Die deutschen Linken und die EU
Früher, d.h. in den 60er, 70er und 80er Jahren des letzten Jahrhunderts, standen die bundesdeutschen Linken dem Projekt „Europäische Union“ ablehnend gegenüber (wenn ich von den „bundesdeutschen Linken“ schreibe, dann meine ich die kommunistische Linke, die Neue Linke, die im Gefolge der 68er-Bewegung entstand, und Teile der SPD). Die EU wurde von ihnen als ein „erzkonservatives“, „reaktionäres“ Projekt betrachtet. In diesem Zusammenhang wurden immer wieder die zwei Väter der EU Konrad Adenauer und Charles de Gaulle genannt.
Konrad Adenauer war der Feind der Linken. Er galt nicht nur als ein erzkonservativer und reaktionärer, sondern auch als ein „revanchistischer“ Politiker, d.h. als ein Politiker, der die von den Siegesmächten des Zweiten Weltkrieges festgelegten Grenzen Deutschlands ändern wollte.
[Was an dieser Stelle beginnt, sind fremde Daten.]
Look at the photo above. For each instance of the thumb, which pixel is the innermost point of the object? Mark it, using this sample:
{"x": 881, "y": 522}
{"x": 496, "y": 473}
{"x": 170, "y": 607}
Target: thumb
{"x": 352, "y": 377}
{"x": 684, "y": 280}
Paradigmatisch für die Anti-EU-Haltung der bundesdeutschen Linken sind die Äußerungen Erich Fromms. Er gilt als einer der Hauptvertreter der „Frankfurter Schule“ (auch „Kritische Theorie“ genannt) und eine der Galionsfiguren der (Neuen) Linken.
Erich Fromm schreibt 1962 in seinem Werk „Jenseits der Illusionen“:
„Die Kräfte hinter dem deutschen Expansionismus sind noch immer die gleichen wie 1914 und 1939, und sie besitzen heute eine noch stärkere emotionale Dynamik, nämlich als Ruf nach der Rückgabe der ´geraubten` Gebiete. Die deutschen Führer haben dazugelernt; diesmal schlossen sie gleich zu Anfang ein Bündnis mit den Vereinigten Staaten, anstatt die stärkste Macht des Westens als potentiellen Feind zu haben. Diesmal haben sie sich mit ganz Westeuropa zusammengetan und haben alle Aussicht, als führende Macht des neuen Vereinten Europa daraus hervorzugehen, nachdem sie auf wirtschaftlichem und militärischem Gebiet bereits die stärkste Macht sind. Das von Deutschland angeführte Neue Europa wird ebenso expansionistisch sein wie das Alte Deutschland war, und in seinem Bestreben, die früheren deutschen Gebiete zurückzubekommen, wird es eine noch größere Gefahr für den Frieden sein. Hiermit möchte ich nicht behaupten, dass Deutschland den Krieg will, und ganz gewiss nicht, dass es einen Atomkrieg will. Ich möchte nur sagen, dass das neue Deutschland seine Ziele ohne Krieg zu erreichen hofft und zwar aufgrund der Drohung, die von einer überwältigenden Streitmacht ausgeht, nachdem diese erst einmal aufgestellt ist.“
Ob Fromms Aussagen richtig sind, ist hier nicht die Frage. Mir geht es hier nur darum, wie sich das Verhältnis der deutschen Linken zur EU und zur Rolle Deutschlands in der EU im Laufe der letzten Jahrzehnte verändert hat. Nicht Ablehnung, sondern die uneingeschränkte Akzeptanz der EU bestimmt heute die Haltung der deutschen Linken. Die Existenz der EU wird von ihnen nicht in Frage gestellt, die Politik der EU als alternativlos betrachtet.